Makes floor_divide a method, adds sparse floor division by mruberry · Pull Request #34552 · pytorch/pytorch

mruberry · 2020-03-10T20:59:06Z

(Updated per review feedback)

torch.floor_divide is currently a function that can operate on two tensors or a tensor and a scalar (scalar x scalar floor division is handled natively by Python and the JIT has a builtin function for it). This PR updates it to:

have an out variant: floor_divide(x, y, out=z)
be a method on a tensor: x.floor_divide(y)
have an in-place variant: x.floor_divide_(y)
work with sparse tensors

Tests are added to test_sparse.py and test_torch.py for these new behaviors.

In addition, this PR:

cleans up the existing sparse division and true_division code and improves their error message
adds testing of sparse true_division to test_sparse.py
extends existing floor_divide testing in test_torch to run on CUDA, too, not just the CPU

Unfortunately, making floor_divide a method requires breaking backwards compatibility, and floor_divide has been added to the BC whitelist since this is international. The BC issue is that the first parameter name to torch.floor_divide is changing from input to self. If you previously called torch.floor_divide with keyword arguments, e.g. torch.floor_divide(input=x, other=y), you will need to update to torch.floor_divide(self=x, other=y), or the more common torch.floor_divide(x, y).

The intent of this PR is to allow floor_divide to be substituted for division (torch.div, /) wherever division was previously used. In 1.6 we expect torch.div to perform true_division, and floor_divide is how users can continue to perform integer division with tensors.

There are two potential follow-up issues suggested by this PR:

the test framework might benefit from additional tensor construction classes, like one to create dividends and divisors for multiple dtypes
the test framework might benefit from a universal function test class. while methods have reasonable coverage as part of test_torch.py's TestTensorOp tests, function coverage is spotty.

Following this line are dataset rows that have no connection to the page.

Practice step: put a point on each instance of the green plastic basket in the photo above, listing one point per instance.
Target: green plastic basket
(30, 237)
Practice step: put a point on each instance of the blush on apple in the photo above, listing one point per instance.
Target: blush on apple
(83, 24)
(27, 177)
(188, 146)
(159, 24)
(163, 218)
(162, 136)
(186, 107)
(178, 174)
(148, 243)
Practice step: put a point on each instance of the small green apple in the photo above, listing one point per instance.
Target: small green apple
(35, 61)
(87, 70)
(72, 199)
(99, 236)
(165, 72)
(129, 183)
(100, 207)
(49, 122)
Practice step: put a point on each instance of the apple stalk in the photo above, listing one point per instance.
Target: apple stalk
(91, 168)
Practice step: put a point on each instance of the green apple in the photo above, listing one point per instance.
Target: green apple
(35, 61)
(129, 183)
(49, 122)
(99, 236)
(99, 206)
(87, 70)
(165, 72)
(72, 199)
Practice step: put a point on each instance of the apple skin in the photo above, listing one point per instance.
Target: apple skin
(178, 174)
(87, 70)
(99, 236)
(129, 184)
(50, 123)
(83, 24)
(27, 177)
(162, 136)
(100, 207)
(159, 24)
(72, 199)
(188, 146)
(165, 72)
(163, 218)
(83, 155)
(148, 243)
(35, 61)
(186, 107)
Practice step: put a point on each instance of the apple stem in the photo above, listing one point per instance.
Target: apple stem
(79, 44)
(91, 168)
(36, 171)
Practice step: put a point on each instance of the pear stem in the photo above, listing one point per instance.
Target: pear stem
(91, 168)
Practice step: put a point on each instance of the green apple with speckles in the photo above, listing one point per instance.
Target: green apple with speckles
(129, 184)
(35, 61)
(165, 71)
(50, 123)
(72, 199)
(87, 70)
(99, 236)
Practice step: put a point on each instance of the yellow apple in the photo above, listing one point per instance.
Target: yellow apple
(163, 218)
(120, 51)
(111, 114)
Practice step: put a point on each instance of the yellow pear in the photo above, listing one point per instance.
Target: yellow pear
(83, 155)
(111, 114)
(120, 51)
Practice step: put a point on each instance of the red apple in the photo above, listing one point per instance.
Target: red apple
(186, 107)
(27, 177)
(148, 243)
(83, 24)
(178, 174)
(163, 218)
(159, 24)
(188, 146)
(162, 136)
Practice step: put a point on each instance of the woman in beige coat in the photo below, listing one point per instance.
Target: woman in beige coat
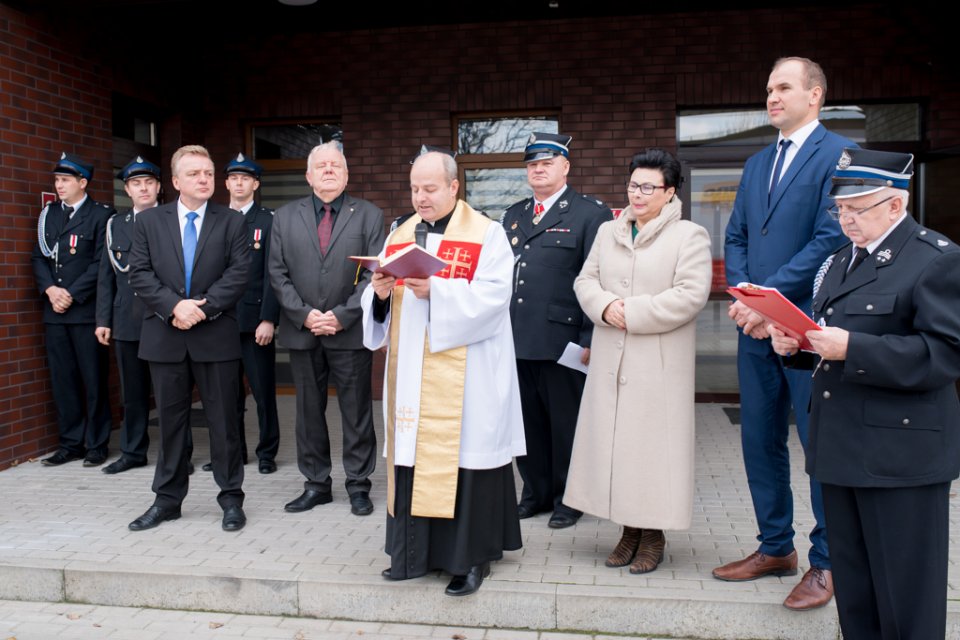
(646, 279)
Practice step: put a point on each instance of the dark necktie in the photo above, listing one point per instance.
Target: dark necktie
(189, 248)
(67, 212)
(325, 229)
(778, 169)
(860, 256)
(538, 212)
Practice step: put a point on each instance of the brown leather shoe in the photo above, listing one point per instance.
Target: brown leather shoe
(623, 553)
(757, 565)
(814, 591)
(650, 552)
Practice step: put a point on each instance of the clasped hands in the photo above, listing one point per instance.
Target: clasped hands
(321, 323)
(60, 298)
(188, 314)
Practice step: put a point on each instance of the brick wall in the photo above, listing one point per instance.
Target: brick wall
(616, 82)
(51, 100)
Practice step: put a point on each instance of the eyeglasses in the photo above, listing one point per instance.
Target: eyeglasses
(646, 188)
(835, 211)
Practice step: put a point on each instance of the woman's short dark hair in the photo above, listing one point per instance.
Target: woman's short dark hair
(662, 161)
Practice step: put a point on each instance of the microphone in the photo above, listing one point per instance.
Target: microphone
(420, 235)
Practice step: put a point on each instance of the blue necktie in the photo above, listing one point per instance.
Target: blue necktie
(189, 248)
(777, 170)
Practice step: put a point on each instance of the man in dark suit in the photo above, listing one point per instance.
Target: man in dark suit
(884, 417)
(120, 313)
(65, 264)
(257, 315)
(551, 234)
(778, 235)
(319, 292)
(189, 267)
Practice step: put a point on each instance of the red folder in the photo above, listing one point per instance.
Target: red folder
(776, 309)
(410, 262)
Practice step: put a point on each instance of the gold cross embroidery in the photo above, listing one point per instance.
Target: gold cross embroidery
(461, 261)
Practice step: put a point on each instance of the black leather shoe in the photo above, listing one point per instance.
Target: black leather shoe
(121, 465)
(267, 466)
(234, 518)
(307, 500)
(470, 583)
(562, 520)
(153, 517)
(360, 504)
(60, 457)
(94, 459)
(525, 511)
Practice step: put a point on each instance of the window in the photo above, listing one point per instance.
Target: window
(490, 155)
(282, 147)
(713, 145)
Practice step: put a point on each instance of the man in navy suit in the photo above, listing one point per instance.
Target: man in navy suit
(778, 236)
(189, 267)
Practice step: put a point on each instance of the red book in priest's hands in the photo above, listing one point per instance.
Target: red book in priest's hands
(410, 262)
(776, 309)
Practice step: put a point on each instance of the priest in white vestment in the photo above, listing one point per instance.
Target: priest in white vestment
(451, 399)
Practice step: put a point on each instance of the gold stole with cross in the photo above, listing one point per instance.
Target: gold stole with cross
(442, 382)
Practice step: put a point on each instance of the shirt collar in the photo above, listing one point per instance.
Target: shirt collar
(182, 210)
(549, 202)
(335, 205)
(76, 205)
(873, 246)
(800, 135)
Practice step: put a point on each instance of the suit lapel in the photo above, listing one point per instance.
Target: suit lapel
(343, 219)
(809, 148)
(78, 216)
(213, 218)
(309, 219)
(173, 228)
(552, 216)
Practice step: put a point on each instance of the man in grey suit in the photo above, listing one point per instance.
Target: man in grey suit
(319, 292)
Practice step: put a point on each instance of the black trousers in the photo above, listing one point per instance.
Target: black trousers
(889, 550)
(173, 388)
(349, 370)
(550, 399)
(135, 388)
(78, 375)
(484, 525)
(259, 364)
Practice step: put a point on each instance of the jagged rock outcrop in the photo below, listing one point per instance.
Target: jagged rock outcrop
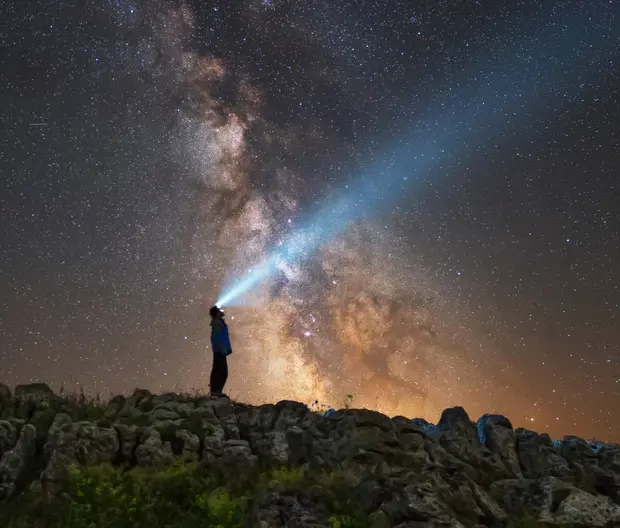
(405, 472)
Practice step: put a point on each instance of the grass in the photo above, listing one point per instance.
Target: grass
(183, 495)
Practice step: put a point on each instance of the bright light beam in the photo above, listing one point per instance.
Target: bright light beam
(515, 88)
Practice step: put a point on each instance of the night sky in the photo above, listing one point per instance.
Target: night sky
(152, 151)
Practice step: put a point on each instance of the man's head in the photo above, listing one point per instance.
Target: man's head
(216, 312)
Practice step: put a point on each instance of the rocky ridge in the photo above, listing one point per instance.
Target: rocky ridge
(408, 473)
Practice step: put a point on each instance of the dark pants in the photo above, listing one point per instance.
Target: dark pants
(219, 373)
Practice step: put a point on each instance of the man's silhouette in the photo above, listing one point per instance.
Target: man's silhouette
(220, 343)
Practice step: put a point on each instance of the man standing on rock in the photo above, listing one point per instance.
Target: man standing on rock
(220, 343)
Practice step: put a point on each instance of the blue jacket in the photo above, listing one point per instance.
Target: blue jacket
(220, 340)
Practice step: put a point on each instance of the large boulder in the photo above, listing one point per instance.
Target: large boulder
(8, 436)
(152, 452)
(16, 461)
(555, 502)
(538, 457)
(69, 444)
(496, 433)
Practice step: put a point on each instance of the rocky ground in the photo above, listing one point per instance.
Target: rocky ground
(190, 460)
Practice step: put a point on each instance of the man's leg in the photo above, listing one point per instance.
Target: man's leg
(216, 374)
(224, 373)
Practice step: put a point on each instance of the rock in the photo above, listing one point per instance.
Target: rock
(553, 501)
(8, 436)
(538, 457)
(286, 511)
(152, 452)
(580, 508)
(190, 445)
(16, 461)
(70, 444)
(396, 471)
(159, 414)
(129, 436)
(496, 433)
(96, 445)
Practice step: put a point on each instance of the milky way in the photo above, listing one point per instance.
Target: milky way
(152, 152)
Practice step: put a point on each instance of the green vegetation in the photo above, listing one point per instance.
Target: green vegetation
(183, 495)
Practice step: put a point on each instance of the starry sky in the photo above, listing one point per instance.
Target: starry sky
(153, 151)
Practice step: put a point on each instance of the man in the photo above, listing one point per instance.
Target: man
(220, 343)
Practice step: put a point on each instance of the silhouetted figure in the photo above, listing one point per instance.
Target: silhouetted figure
(220, 343)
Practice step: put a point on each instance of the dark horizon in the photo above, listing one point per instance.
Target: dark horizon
(152, 150)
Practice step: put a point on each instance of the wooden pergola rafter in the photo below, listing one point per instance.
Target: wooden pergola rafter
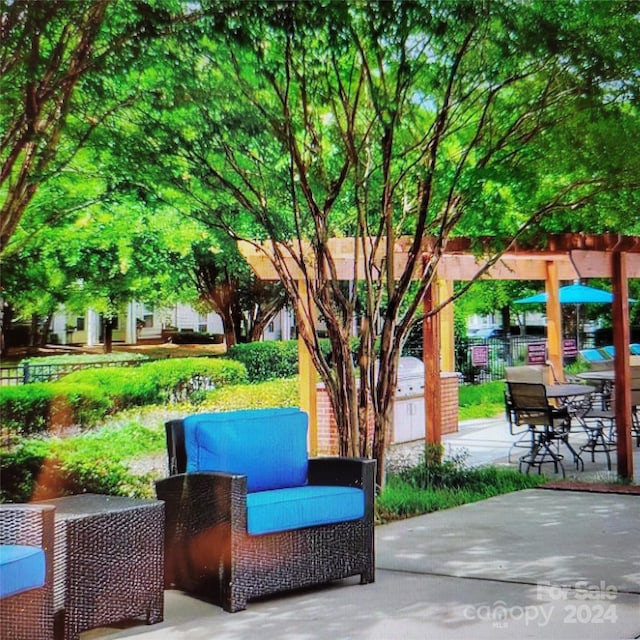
(553, 259)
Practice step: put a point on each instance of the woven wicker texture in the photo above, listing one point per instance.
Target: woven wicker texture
(109, 562)
(209, 553)
(28, 615)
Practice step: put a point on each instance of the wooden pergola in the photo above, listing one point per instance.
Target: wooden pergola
(564, 257)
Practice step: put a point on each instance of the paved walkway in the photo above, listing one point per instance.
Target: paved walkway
(532, 564)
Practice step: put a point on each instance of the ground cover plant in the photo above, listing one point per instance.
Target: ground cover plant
(481, 400)
(127, 453)
(435, 484)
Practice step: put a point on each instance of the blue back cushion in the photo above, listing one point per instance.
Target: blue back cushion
(269, 446)
(21, 568)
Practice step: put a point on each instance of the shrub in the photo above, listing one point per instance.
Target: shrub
(43, 369)
(433, 485)
(272, 393)
(24, 409)
(180, 379)
(193, 337)
(86, 358)
(126, 386)
(33, 408)
(267, 360)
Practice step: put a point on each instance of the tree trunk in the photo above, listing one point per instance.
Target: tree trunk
(108, 335)
(34, 339)
(228, 326)
(46, 328)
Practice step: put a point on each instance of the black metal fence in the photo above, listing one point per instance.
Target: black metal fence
(27, 372)
(480, 360)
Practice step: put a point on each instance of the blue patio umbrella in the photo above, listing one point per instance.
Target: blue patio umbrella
(574, 294)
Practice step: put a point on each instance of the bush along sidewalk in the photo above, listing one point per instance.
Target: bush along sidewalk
(84, 398)
(124, 456)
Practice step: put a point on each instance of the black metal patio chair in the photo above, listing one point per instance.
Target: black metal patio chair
(549, 426)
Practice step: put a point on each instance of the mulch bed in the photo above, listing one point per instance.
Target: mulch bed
(568, 485)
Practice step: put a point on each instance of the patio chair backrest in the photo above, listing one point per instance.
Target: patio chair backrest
(530, 373)
(529, 403)
(594, 355)
(269, 446)
(610, 351)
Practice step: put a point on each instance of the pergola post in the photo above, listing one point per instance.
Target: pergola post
(431, 356)
(554, 318)
(622, 368)
(447, 336)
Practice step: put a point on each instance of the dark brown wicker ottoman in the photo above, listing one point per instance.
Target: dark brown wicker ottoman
(108, 561)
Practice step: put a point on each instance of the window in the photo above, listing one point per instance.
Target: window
(147, 317)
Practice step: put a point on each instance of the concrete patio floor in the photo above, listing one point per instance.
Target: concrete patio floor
(532, 564)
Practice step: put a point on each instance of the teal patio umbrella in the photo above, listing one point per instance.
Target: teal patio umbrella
(573, 294)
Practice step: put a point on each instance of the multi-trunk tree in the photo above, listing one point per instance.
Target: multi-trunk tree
(387, 122)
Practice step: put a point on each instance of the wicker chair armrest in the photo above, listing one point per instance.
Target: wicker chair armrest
(351, 472)
(340, 471)
(195, 502)
(29, 524)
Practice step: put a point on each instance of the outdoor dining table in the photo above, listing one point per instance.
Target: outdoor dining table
(604, 375)
(564, 391)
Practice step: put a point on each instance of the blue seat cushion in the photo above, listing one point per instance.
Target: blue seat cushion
(269, 446)
(285, 509)
(21, 568)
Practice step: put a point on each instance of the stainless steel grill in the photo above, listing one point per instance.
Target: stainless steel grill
(409, 417)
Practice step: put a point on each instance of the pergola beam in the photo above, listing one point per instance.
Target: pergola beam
(553, 259)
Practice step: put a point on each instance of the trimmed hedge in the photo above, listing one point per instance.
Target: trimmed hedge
(179, 379)
(99, 461)
(267, 360)
(33, 408)
(85, 397)
(125, 386)
(274, 359)
(86, 358)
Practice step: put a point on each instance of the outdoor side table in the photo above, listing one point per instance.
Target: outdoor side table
(108, 561)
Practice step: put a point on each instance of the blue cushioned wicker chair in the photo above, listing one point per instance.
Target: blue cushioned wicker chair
(249, 514)
(26, 572)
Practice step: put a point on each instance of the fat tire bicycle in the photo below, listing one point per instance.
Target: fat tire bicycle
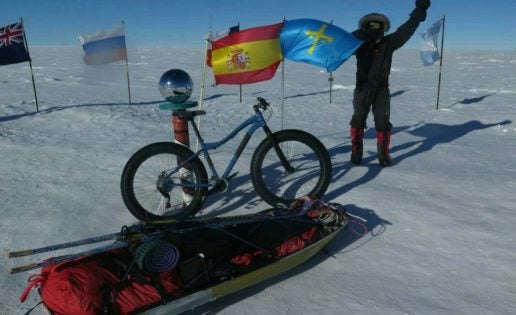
(167, 180)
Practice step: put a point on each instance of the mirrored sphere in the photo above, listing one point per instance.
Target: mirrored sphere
(175, 86)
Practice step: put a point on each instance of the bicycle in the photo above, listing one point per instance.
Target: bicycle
(167, 180)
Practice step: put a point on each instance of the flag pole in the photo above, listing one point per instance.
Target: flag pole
(201, 91)
(127, 68)
(282, 91)
(30, 66)
(440, 65)
(282, 86)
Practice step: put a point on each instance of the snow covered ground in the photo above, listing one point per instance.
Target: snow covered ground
(441, 220)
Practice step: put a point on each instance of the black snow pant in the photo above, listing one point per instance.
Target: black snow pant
(380, 105)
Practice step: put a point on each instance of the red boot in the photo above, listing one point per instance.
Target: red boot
(357, 137)
(383, 141)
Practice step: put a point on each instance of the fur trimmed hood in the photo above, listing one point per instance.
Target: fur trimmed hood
(377, 17)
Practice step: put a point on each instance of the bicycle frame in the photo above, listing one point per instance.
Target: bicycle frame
(254, 122)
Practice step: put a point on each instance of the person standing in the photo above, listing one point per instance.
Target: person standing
(374, 59)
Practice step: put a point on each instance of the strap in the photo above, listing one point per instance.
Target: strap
(34, 307)
(34, 280)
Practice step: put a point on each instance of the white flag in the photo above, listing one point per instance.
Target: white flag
(429, 51)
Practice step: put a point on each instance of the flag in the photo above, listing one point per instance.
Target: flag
(248, 56)
(12, 44)
(104, 47)
(318, 43)
(429, 52)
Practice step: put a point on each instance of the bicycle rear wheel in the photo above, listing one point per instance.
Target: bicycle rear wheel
(310, 174)
(155, 187)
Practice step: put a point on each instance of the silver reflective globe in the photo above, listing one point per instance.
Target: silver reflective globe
(175, 86)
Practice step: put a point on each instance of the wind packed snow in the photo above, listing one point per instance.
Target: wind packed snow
(441, 221)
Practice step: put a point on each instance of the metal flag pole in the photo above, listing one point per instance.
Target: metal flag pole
(282, 91)
(127, 68)
(440, 65)
(30, 66)
(282, 85)
(201, 91)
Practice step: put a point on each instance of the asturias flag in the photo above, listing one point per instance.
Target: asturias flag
(318, 43)
(12, 44)
(248, 56)
(104, 47)
(429, 52)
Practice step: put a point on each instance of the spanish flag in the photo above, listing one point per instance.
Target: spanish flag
(248, 56)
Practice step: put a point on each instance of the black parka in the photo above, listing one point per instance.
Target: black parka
(374, 59)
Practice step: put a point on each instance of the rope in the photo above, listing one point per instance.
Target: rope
(156, 256)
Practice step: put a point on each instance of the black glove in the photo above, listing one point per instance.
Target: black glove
(423, 4)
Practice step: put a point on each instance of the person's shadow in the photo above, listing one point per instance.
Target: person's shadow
(472, 100)
(432, 134)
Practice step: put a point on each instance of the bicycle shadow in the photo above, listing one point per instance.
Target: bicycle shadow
(346, 241)
(431, 134)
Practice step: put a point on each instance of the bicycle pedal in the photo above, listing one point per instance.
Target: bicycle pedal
(230, 177)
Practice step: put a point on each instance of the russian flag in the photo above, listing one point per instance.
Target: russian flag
(104, 47)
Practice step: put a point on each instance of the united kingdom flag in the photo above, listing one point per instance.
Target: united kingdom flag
(12, 44)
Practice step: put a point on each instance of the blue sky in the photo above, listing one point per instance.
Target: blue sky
(470, 24)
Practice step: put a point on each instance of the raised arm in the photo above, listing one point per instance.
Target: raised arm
(407, 29)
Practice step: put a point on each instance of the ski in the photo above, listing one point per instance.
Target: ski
(93, 251)
(59, 259)
(91, 240)
(141, 233)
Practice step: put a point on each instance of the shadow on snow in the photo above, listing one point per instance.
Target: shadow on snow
(432, 134)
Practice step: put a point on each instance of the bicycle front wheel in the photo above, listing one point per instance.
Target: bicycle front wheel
(309, 168)
(157, 184)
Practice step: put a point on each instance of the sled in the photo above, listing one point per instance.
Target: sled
(173, 267)
(223, 289)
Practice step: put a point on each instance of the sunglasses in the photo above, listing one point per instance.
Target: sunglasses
(373, 25)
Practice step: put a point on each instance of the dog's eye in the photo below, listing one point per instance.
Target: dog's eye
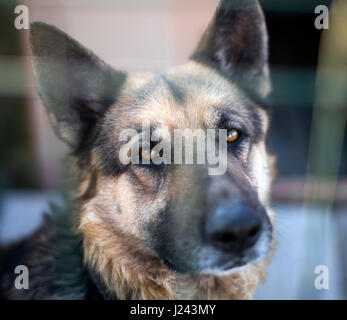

Universal functions are similar enough it should be possible to generate tests for them.

dr-ci · 2020-03-11T02:09:37Z

💊 CircleCI build failures summary and remediations

As of commit 4fcf7c1 (more details on the Dr. CI page):

✅ None of the build failures appear to be your fault 💚

1/1 broken upstream at merge base 1afc584 on Mar 18 from 2:35pm to 7:57pm (10 commits; d927d58 - c747f09)
Please rebase on the viable/strict branch (expand for instructions)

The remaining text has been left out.